Family hardship in Haiti is one reason acquiring temporary protected status is so crucial for immigrants in the U.S. Money earned from jobs here can be sent back home, which would not only aid families but also boost the country’s economy.
That is what 40-year-old Jimmy Fleurissaint had in mind when he showed up to apply for TPS at the clinic’s first intake session in January, clutching a large envelope bulging with documents. Because of the quake, the wife and five children he left behind in Port-au-Prince when he came to Miami two years ago “have no place to live and not enough food to eat.” With a job, he would be able to send money home.
“We know now what we suspected before we started this effort: that TPS does help Haiti,” says clinic director Newman. “Lawyers can help Haiti. We can be first responders in a way.”
Taking into account the $470 it costs to file an application and the accompanying legal fees that can run just as much, supervising attorney Melissa Swain looks at each TPS case they handle as $1,000 that could be going to Haiti.

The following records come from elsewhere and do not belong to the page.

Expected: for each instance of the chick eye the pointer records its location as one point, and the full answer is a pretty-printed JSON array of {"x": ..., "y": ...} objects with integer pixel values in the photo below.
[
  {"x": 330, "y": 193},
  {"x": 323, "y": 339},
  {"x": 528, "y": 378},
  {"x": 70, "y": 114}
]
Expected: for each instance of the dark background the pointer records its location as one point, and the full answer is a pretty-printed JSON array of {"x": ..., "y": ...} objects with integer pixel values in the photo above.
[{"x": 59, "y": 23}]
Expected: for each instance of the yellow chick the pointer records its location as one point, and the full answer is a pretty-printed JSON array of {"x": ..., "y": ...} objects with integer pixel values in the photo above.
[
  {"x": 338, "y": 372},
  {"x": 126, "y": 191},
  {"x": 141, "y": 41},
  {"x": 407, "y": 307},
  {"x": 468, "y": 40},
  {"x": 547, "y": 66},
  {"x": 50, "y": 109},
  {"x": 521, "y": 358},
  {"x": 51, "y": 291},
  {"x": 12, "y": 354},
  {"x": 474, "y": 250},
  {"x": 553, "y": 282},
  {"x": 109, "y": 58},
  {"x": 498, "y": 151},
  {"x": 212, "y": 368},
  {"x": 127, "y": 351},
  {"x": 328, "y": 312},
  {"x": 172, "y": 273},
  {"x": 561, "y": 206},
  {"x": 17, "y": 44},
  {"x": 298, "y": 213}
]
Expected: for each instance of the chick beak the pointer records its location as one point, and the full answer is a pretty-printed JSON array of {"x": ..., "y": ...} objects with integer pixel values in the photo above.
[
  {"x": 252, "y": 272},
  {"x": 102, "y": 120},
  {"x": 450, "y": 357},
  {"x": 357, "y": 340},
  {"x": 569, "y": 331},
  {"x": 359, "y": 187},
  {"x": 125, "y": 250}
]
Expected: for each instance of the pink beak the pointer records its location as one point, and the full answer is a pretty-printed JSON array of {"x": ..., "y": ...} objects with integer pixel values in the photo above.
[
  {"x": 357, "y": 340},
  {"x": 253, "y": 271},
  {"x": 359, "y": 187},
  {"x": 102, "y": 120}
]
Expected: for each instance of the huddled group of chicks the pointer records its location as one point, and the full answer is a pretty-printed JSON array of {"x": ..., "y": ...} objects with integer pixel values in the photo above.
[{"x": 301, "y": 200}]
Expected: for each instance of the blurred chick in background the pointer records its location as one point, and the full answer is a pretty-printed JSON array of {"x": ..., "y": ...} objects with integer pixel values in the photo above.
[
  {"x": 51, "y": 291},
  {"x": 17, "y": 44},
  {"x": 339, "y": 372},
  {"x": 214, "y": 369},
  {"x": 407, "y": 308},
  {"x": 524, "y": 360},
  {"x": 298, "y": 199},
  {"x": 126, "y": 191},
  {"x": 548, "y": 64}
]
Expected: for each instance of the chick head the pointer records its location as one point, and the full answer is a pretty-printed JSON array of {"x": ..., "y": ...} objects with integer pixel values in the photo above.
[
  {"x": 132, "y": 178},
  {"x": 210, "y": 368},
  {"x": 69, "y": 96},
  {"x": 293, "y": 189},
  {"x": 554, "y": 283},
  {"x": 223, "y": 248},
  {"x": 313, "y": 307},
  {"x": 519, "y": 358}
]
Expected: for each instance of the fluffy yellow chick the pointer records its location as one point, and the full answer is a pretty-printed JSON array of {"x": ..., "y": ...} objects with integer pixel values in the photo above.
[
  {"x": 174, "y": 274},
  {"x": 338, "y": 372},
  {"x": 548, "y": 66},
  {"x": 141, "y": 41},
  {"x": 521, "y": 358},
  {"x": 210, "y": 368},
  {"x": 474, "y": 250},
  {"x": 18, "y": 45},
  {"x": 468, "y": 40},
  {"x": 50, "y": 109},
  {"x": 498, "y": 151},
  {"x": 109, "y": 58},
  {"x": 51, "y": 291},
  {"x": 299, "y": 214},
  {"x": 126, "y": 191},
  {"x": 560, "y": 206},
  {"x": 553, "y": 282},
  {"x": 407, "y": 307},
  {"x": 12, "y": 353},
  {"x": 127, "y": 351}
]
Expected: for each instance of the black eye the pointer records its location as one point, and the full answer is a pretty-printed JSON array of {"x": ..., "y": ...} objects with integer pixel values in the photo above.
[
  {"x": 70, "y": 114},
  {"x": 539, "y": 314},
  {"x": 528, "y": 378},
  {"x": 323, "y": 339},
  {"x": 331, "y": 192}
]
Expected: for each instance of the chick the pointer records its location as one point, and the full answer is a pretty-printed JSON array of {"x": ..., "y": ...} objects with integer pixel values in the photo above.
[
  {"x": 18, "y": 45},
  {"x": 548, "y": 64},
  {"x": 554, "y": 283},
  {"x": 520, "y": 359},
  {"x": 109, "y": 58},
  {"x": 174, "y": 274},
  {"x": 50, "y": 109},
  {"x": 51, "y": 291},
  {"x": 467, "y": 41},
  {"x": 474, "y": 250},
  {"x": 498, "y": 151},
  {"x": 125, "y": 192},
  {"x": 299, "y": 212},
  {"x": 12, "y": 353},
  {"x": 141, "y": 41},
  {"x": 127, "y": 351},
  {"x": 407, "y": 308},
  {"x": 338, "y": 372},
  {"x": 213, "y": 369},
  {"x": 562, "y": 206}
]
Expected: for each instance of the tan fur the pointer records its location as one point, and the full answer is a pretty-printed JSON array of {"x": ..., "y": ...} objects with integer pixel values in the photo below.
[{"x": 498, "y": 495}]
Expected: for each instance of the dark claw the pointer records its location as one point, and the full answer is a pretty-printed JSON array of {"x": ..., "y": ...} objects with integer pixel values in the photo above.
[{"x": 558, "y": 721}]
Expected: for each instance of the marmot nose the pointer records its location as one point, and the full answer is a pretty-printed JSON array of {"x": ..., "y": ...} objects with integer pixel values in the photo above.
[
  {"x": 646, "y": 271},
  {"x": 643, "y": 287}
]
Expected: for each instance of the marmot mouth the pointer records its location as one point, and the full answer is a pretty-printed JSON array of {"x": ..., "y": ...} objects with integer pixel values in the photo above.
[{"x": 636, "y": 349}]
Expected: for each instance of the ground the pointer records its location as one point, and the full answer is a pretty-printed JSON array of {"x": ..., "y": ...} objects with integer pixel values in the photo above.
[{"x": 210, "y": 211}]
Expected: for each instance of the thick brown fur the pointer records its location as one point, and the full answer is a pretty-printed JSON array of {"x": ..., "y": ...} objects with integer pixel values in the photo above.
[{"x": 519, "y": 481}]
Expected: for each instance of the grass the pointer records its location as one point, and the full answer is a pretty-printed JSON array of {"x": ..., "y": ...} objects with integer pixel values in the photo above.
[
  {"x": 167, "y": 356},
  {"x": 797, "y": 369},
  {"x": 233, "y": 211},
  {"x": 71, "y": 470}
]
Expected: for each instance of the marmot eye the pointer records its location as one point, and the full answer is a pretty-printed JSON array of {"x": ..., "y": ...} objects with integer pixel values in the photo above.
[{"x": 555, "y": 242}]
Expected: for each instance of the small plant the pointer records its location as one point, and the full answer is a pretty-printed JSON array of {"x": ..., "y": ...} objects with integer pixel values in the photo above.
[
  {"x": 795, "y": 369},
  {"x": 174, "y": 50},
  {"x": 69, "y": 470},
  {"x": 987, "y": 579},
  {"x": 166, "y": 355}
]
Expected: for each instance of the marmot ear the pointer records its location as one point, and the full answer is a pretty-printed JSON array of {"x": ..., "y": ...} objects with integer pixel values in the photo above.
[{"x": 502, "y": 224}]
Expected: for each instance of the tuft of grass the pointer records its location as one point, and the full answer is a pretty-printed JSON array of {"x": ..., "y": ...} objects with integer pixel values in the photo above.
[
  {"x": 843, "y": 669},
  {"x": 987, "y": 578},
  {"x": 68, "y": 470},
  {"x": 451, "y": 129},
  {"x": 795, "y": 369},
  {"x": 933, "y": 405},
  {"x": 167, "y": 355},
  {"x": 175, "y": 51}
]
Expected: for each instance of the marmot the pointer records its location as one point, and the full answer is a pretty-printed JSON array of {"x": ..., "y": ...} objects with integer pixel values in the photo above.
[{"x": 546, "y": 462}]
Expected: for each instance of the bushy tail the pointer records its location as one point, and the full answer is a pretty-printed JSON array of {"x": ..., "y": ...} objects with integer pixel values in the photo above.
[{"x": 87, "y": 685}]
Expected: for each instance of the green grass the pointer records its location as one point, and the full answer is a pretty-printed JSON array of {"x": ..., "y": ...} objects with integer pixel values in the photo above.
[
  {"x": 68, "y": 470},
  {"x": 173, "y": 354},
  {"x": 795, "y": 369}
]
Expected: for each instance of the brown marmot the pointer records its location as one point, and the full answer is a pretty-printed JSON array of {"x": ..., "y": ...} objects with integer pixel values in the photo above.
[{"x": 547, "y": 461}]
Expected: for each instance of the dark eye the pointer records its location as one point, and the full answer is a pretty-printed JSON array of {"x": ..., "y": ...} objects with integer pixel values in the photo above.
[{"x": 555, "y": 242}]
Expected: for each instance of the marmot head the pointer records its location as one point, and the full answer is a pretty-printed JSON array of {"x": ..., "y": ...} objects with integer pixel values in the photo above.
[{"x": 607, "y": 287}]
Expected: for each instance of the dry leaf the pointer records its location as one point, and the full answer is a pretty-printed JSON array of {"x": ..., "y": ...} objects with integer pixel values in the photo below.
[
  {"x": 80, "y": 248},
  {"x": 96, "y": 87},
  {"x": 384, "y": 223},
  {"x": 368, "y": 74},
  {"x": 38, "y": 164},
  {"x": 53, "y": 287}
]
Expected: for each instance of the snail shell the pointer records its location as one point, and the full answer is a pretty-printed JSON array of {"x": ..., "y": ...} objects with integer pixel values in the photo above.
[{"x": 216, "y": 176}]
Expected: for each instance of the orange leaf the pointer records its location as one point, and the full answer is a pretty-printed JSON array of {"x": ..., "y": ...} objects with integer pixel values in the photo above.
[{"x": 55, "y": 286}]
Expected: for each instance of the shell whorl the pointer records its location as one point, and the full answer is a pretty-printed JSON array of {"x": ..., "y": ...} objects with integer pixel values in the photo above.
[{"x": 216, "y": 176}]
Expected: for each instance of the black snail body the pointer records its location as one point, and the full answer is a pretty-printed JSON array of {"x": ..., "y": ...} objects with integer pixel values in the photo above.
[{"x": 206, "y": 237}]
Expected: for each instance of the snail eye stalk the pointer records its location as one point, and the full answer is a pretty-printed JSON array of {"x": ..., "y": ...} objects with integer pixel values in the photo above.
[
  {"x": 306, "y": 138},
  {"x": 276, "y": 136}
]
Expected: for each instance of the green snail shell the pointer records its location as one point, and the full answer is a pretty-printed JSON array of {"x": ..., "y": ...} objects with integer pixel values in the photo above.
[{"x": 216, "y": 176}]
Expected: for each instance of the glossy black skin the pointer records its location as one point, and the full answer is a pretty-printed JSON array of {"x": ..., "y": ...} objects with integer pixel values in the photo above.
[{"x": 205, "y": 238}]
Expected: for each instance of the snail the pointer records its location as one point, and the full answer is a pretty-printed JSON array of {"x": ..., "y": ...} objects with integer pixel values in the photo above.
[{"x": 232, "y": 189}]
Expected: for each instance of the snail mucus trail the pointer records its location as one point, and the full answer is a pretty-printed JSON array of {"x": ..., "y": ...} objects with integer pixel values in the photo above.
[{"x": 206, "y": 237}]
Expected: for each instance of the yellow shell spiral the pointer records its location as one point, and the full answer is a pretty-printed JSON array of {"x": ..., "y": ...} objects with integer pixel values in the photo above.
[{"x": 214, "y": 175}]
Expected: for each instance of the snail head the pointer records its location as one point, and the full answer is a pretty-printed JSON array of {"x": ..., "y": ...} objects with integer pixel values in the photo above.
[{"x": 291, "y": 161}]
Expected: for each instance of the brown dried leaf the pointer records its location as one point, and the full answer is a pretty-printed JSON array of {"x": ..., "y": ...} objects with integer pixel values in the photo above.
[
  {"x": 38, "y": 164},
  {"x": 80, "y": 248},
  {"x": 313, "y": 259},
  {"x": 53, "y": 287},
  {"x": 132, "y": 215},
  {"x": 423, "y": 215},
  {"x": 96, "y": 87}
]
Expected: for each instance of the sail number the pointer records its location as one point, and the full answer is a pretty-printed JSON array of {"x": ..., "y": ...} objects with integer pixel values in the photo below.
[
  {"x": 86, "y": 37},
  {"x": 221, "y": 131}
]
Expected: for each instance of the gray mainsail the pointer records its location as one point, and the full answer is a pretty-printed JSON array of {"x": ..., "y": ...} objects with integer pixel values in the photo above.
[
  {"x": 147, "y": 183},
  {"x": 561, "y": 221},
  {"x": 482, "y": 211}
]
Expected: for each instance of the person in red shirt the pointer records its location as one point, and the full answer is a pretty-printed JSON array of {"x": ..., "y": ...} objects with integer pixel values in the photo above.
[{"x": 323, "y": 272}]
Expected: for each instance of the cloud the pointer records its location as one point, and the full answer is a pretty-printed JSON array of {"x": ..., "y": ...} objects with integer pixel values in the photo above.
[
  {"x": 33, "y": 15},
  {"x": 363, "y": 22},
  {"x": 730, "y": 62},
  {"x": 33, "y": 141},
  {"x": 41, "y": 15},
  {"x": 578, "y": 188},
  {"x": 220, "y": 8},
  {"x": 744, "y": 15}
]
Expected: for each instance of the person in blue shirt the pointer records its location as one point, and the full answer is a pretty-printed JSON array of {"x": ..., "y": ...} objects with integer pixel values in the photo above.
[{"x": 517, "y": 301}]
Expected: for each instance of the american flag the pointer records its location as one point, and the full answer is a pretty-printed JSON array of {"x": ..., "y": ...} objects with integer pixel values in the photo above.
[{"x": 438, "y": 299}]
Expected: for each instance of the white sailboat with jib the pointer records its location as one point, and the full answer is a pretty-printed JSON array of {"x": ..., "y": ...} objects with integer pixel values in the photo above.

She admits, though, that many of the Haitians they have helped cannot send anything approaching that amount. Some were even too sick to make it to the spring break intakes. “In such cases, we completed the entire application process at their homes, even taking along portable copiers,” said Matthew Eandi, a second-year UM law student from Los Angeles who has been involved with the clinic’s TPS efforts from the start.
Almost 70 Haitians applied for TPS during the clinic’s first day of intake last January. The bulk of them were immigrants who receive health care at the University of Miami/Jackson Memorial Medical Center, with whom the Health and Elder Law Clinic has a longstanding attorney-client relationship. But during the Alternative Spring Break program, students and staff attorneys did more outreach to attract applicants, going to strip malls and churches in Little Haiti to pass out flyers announcing the sessions.
“We did the whole 54th Street corridor [in Little Haiti],” Swain said. “If we saw people barbecuing in their yards, we’d stop and talk to them.”
Eventually news about the free assistance the clinic was offering started spreading more quickly, as Swain found out on her third visit to a Little Haiti restaurant, where a woman eagerly approached her asking about the date of their next intake session.
The woman’s zeal, though, belies the reality that the number of Haitians applying for TPS has fallen well short of projections. As of mid-March, of the estimated 100,000 to 200,000 undocumented Haitians living in the U.S. before the earthquake, only about 35,000 had applied for TPS, according to the Department of Homeland Security.
Newman blames the low numbers on a combination of factors, including the application fee, a lack of awareness, and fear of providing information the government doesn’t already have.
For its part, the Health and Elder Law Clinic has done all it can to get as many Haitians to apply before the July deadline to file. According to Swain, the clinic accounts for 10 percent of the 300 TPS applications nationwide that are approved for fee waivers.
As Utti completed her follow-up visit to the old woman’s home in Little Haiti, which concluded with a hug from the woman, she felt a sense of satisfaction but knew there was more work to do.
“This is something I felt compelled to do,” she said. “I’m sure that if I were in the same situation, someone would be doing the same for me.”